The building at 2136 Frederick Douglass Blvd. attracts rats, has a large hole in the roof, and has been deteriorating since the Fall of 2013, according to neighbors.
“It’s an eyesore, it’s really ugly,” local resident Florence Richardson said of the two-story brick building. “They really need to do something about it.”
The landlord, a company called 2136 Frederick Douglass LLC, filed demolition permits with the Department of Buildings in December 2013, about a month after evicting a Mosque for nonpayment of rent, according to reports.
However, the plan to convert the former Mosque into a residential tower has been delayed for years because of subway tracks that run underneath the building, according to a representative of the landlord.
Plans for the building have not been filed. The most recent permits have been for a scaffolding shed in front of the building, records show.
Residents say the shed has made the building even uglier. The sheds have also raised safety concerns because they are not properly lit at night.

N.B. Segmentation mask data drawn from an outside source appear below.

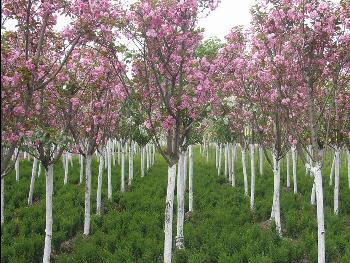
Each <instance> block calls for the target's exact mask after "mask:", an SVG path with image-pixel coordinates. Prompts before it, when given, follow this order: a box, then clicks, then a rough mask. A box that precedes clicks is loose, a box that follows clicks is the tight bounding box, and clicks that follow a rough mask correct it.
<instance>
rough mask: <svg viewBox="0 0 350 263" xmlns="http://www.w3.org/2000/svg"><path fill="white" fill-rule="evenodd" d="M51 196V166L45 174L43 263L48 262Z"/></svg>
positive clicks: (49, 260) (52, 184)
mask: <svg viewBox="0 0 350 263" xmlns="http://www.w3.org/2000/svg"><path fill="white" fill-rule="evenodd" d="M52 195H53V165H52V164H51V165H49V167H48V169H47V172H46V227H45V245H44V256H43V263H49V262H50V256H51V239H52V223H53V222H52Z"/></svg>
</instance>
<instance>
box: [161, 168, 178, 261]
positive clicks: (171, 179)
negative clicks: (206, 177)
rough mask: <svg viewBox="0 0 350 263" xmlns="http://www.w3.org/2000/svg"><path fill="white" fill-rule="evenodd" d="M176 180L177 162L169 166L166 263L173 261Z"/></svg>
mask: <svg viewBox="0 0 350 263" xmlns="http://www.w3.org/2000/svg"><path fill="white" fill-rule="evenodd" d="M175 180H176V164H174V165H173V166H168V186H167V196H166V204H165V228H164V235H165V238H164V263H171V252H172V243H173V238H172V236H173V204H174V191H175Z"/></svg>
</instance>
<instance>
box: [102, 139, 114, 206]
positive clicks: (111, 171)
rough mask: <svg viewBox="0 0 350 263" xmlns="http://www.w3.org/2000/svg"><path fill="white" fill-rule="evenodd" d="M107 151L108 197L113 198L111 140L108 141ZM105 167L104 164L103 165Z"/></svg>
mask: <svg viewBox="0 0 350 263" xmlns="http://www.w3.org/2000/svg"><path fill="white" fill-rule="evenodd" d="M105 152H106V153H107V198H108V199H109V200H112V194H113V189H112V162H111V161H112V160H111V141H108V143H107V147H106V149H105ZM102 169H103V166H102Z"/></svg>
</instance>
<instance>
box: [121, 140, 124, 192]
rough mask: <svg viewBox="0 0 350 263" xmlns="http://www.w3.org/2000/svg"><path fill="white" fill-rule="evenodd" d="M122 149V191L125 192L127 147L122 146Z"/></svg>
mask: <svg viewBox="0 0 350 263" xmlns="http://www.w3.org/2000/svg"><path fill="white" fill-rule="evenodd" d="M120 147H121V158H122V167H121V183H120V191H121V192H125V145H124V144H122V145H121V146H120Z"/></svg>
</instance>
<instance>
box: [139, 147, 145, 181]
mask: <svg viewBox="0 0 350 263" xmlns="http://www.w3.org/2000/svg"><path fill="white" fill-rule="evenodd" d="M140 151H141V177H144V176H145V147H144V146H141V150H140Z"/></svg>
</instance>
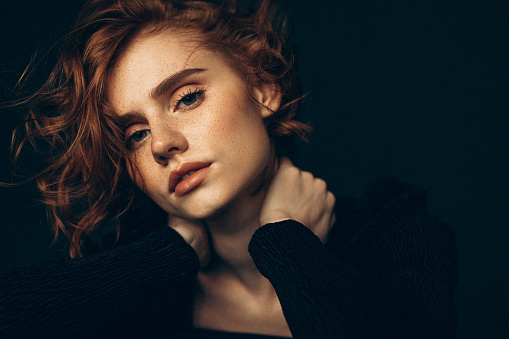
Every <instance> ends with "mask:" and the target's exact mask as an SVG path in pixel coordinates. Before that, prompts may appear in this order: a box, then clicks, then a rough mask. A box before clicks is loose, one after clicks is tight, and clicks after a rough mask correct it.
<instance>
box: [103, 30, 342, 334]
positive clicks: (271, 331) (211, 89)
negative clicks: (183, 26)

“I think it’s a safety issue, especially now that it gets dark at 5:30,” said Randi Klein. “The lights are there for show; they are not working.”

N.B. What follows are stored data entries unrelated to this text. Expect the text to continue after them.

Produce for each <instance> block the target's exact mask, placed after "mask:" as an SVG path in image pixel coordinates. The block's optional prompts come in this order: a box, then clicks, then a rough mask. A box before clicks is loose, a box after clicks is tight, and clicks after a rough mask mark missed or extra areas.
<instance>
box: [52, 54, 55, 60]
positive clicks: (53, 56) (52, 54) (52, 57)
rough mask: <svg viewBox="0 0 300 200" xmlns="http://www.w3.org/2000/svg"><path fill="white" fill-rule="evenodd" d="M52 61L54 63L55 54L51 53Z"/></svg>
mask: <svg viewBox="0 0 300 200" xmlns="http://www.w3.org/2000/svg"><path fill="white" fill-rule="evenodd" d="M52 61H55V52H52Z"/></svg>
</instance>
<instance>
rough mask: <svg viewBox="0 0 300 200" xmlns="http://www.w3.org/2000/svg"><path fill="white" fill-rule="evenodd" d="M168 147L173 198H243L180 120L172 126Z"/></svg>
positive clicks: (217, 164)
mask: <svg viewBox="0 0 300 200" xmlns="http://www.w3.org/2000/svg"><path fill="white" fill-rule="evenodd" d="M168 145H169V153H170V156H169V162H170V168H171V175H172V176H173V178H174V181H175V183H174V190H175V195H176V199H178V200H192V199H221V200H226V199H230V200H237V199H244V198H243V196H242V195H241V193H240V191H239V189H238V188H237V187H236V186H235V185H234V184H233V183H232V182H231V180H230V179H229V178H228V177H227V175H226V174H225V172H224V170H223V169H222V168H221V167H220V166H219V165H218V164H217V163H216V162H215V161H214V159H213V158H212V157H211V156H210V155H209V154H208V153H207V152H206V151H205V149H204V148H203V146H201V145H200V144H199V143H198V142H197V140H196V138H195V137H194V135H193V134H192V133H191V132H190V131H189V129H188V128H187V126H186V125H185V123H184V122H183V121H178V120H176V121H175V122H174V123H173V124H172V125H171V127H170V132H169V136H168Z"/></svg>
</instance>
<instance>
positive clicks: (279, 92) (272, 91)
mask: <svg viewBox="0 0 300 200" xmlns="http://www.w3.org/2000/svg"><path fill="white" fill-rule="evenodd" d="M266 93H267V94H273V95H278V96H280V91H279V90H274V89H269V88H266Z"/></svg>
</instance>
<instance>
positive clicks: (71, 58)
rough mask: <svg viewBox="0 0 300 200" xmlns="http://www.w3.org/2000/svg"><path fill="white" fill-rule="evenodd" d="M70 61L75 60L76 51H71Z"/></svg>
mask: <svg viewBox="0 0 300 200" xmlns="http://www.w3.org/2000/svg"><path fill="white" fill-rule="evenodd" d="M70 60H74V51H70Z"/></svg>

Although the building is vacant, it is not uninhabited. Scores of rats have moved into the building and are spreading to other parts of the neighborhood, according to Health Inspection records and neighbors.
When health inspectors visited former mosque as well as the building next to it in October, they found “active rat signs.” Every other building on the block passed their inspection last year, records show.

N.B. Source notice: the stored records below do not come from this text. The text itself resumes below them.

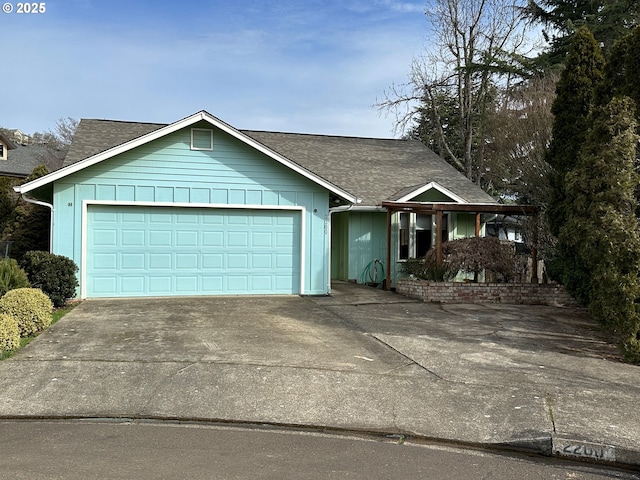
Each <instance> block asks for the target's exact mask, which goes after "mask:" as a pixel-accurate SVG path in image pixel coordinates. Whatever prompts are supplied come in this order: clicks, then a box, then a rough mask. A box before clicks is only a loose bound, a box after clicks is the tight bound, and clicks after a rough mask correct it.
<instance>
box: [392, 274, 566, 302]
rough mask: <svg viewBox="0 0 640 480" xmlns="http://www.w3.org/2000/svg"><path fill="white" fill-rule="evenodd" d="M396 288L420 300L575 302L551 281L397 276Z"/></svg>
mask: <svg viewBox="0 0 640 480" xmlns="http://www.w3.org/2000/svg"><path fill="white" fill-rule="evenodd" d="M396 292H397V293H399V294H401V295H405V296H407V297H411V298H417V299H419V300H422V301H424V302H435V303H507V304H509V303H510V304H520V305H554V306H564V305H575V301H574V300H573V299H572V298H571V296H570V295H569V294H568V293H567V292H566V291H565V290H564V289H563V288H562V287H561V286H560V285H558V284H555V283H540V284H536V283H462V282H461V283H458V282H428V281H424V280H411V279H403V280H398V282H397V284H396Z"/></svg>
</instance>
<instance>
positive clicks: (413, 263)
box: [402, 255, 458, 282]
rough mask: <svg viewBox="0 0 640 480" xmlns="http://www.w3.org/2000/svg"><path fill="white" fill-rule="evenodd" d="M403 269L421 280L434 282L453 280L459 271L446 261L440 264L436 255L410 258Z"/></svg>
mask: <svg viewBox="0 0 640 480" xmlns="http://www.w3.org/2000/svg"><path fill="white" fill-rule="evenodd" d="M402 271H403V272H404V273H408V274H409V275H413V276H414V277H416V278H418V279H420V280H430V281H432V282H446V281H449V280H452V279H453V278H454V277H455V276H456V273H458V271H457V270H455V271H453V270H452V268H451V267H450V265H449V264H448V263H446V262H443V263H442V265H438V264H437V263H436V257H435V255H428V256H426V257H424V258H410V259H408V260H407V261H406V262H404V263H403V264H402Z"/></svg>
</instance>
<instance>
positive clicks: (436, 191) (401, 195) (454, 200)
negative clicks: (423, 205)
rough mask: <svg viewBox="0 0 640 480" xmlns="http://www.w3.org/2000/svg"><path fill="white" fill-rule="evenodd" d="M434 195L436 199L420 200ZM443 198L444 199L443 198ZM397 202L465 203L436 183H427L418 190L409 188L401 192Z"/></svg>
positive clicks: (444, 187) (457, 197) (437, 183)
mask: <svg viewBox="0 0 640 480" xmlns="http://www.w3.org/2000/svg"><path fill="white" fill-rule="evenodd" d="M433 193H435V194H436V195H435V197H437V198H424V199H423V198H420V197H430V196H433V195H429V194H433ZM443 197H444V198H443ZM396 201H397V202H410V201H428V202H435V201H437V202H439V203H442V202H445V203H448V202H453V203H467V202H466V201H465V200H464V198H462V197H460V196H458V195H456V194H455V193H453V192H452V191H451V190H449V189H447V188H445V187H443V186H442V185H440V184H438V183H437V182H429V183H427V184H426V185H422V186H420V187H418V188H414V187H410V188H408V189H407V190H406V191H405V192H402V194H401V196H400V197H399V198H398V199H397V200H396Z"/></svg>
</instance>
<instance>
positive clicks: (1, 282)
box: [0, 258, 31, 297]
mask: <svg viewBox="0 0 640 480" xmlns="http://www.w3.org/2000/svg"><path fill="white" fill-rule="evenodd" d="M30 286H31V284H30V283H29V278H28V277H27V273H26V272H25V271H24V270H23V269H21V268H20V266H19V265H18V262H16V261H15V260H14V259H13V258H7V259H4V260H0V297H1V296H2V295H4V294H5V293H7V292H8V291H9V290H13V289H15V288H28V287H30Z"/></svg>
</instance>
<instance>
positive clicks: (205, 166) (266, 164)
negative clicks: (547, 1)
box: [52, 123, 329, 294]
mask: <svg viewBox="0 0 640 480" xmlns="http://www.w3.org/2000/svg"><path fill="white" fill-rule="evenodd" d="M193 127H195V128H211V125H210V124H208V123H203V124H196V125H194V126H193ZM190 147H191V128H185V129H182V130H179V131H177V132H174V133H171V134H169V135H166V136H165V137H162V138H160V139H157V140H154V141H152V142H149V143H147V144H144V145H142V146H139V147H136V148H134V149H132V150H129V151H127V152H124V153H122V154H120V155H117V156H115V157H112V158H109V159H107V160H104V161H102V162H100V163H98V164H95V165H93V166H90V167H87V168H85V169H83V170H80V171H78V172H76V173H74V174H71V175H69V176H67V177H65V178H63V179H61V180H58V181H56V182H55V184H54V201H53V204H54V212H55V213H54V227H53V245H52V247H53V252H54V253H56V254H59V255H65V256H67V257H69V258H72V259H73V260H74V261H75V262H76V263H77V264H78V265H79V266H81V264H82V260H83V259H82V242H81V240H82V206H83V202H84V201H102V202H109V201H113V202H157V203H161V204H163V205H168V204H172V203H176V204H198V205H199V206H206V205H218V206H220V205H236V206H238V205H249V206H250V205H261V206H273V207H278V206H296V207H302V208H304V212H305V214H306V217H305V225H306V228H305V245H304V250H305V257H304V258H305V260H304V263H305V265H304V267H305V268H304V275H305V276H304V279H303V283H304V293H305V294H325V293H327V290H328V284H329V280H328V265H327V258H328V255H329V242H328V238H327V232H328V226H327V225H326V222H327V221H328V215H329V192H328V191H327V190H326V189H324V188H323V187H321V186H319V185H317V184H315V183H313V182H312V181H310V180H308V179H306V178H304V177H303V176H302V175H300V174H298V173H296V172H293V171H292V170H290V169H289V168H287V167H285V166H284V165H281V164H279V163H278V162H276V161H275V160H273V159H272V158H269V157H268V156H266V155H264V154H262V153H261V152H258V151H256V150H255V149H253V148H251V147H250V146H248V145H246V144H245V143H243V142H241V141H240V140H238V139H236V138H234V137H232V136H231V135H228V134H227V133H225V132H223V131H221V130H218V129H214V135H213V150H212V151H207V150H191V148H190Z"/></svg>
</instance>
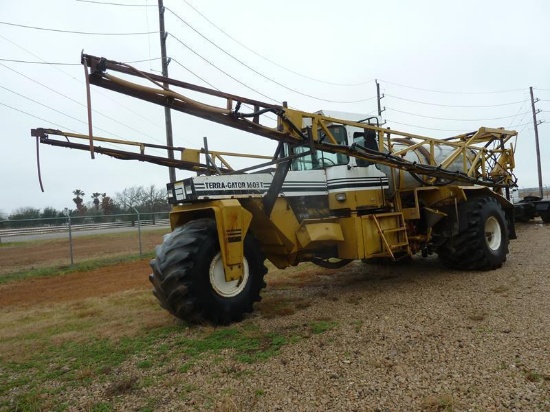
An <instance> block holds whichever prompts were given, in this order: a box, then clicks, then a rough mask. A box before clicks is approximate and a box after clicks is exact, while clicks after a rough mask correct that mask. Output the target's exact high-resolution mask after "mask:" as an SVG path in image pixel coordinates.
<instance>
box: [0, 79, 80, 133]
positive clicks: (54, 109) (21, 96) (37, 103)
mask: <svg viewBox="0 0 550 412" xmlns="http://www.w3.org/2000/svg"><path fill="white" fill-rule="evenodd" d="M0 88H2V89H4V90H7V91H8V92H11V93H13V94H16V95H17V96H20V97H22V98H24V99H27V100H29V101H31V102H33V103H36V104H39V105H40V106H42V107H45V108H47V109H50V110H53V111H54V112H57V113H59V114H62V115H63V116H67V117H69V118H71V119H73V120H76V121H77V122H80V123H83V124H87V123H86V122H85V121H83V120H80V119H77V118H76V117H73V116H71V115H68V114H67V113H64V112H62V111H60V110H57V109H54V108H53V107H51V106H48V105H45V104H44V103H40V102H39V101H37V100H34V99H31V98H30V97H28V96H25V95H23V94H21V93H17V92H15V91H13V90H11V89H8V88H7V87H4V86H1V85H0Z"/></svg>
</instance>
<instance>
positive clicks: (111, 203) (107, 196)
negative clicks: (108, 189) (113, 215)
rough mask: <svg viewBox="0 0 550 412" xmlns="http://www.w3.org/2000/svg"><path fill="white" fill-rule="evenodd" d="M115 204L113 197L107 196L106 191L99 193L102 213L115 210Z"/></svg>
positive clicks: (110, 211)
mask: <svg viewBox="0 0 550 412" xmlns="http://www.w3.org/2000/svg"><path fill="white" fill-rule="evenodd" d="M116 209H117V205H116V204H115V203H114V202H113V199H111V198H110V197H109V196H107V193H102V194H101V210H103V214H105V215H111V214H113V212H114V211H116Z"/></svg>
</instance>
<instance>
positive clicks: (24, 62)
mask: <svg viewBox="0 0 550 412" xmlns="http://www.w3.org/2000/svg"><path fill="white" fill-rule="evenodd" d="M153 60H160V57H155V58H152V59H142V60H133V61H128V62H123V63H126V64H135V63H143V62H148V61H153ZM0 61H3V62H11V63H25V64H47V65H51V66H80V63H61V62H47V61H30V60H14V59H2V58H0Z"/></svg>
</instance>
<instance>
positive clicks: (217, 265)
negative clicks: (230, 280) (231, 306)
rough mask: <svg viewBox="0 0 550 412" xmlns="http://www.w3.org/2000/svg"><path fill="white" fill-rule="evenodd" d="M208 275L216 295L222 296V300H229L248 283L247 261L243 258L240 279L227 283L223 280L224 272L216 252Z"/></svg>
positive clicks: (210, 264)
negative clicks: (209, 277)
mask: <svg viewBox="0 0 550 412" xmlns="http://www.w3.org/2000/svg"><path fill="white" fill-rule="evenodd" d="M208 272H209V275H210V284H211V285H212V289H214V292H216V293H217V294H218V295H220V296H223V297H224V298H231V297H233V296H237V295H238V294H239V293H241V292H242V291H243V290H244V288H245V287H246V284H247V282H248V277H249V276H250V274H249V270H248V261H247V260H246V258H243V275H242V277H241V278H240V279H237V280H232V281H230V282H227V281H226V280H225V271H224V269H223V259H222V254H221V252H218V254H217V255H216V256H214V259H212V262H211V263H210V270H209V271H208Z"/></svg>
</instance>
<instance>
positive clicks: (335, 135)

“You see those rat houses over there,” said Nichole Anthony, pointing at large rat traps in front of the building. “There are a bunch of rats around here. Not just in this building but throughout this area. They come at night.”
With MTA approval for the demolition expected to begin soon, the building will no longer be a abandoned, said the man representing the landlord.
“When a lot of people say it’s becoming an eyesore and things like that, it’s not our intention to leave the building in that condition,” he said. “This is our number one priority.”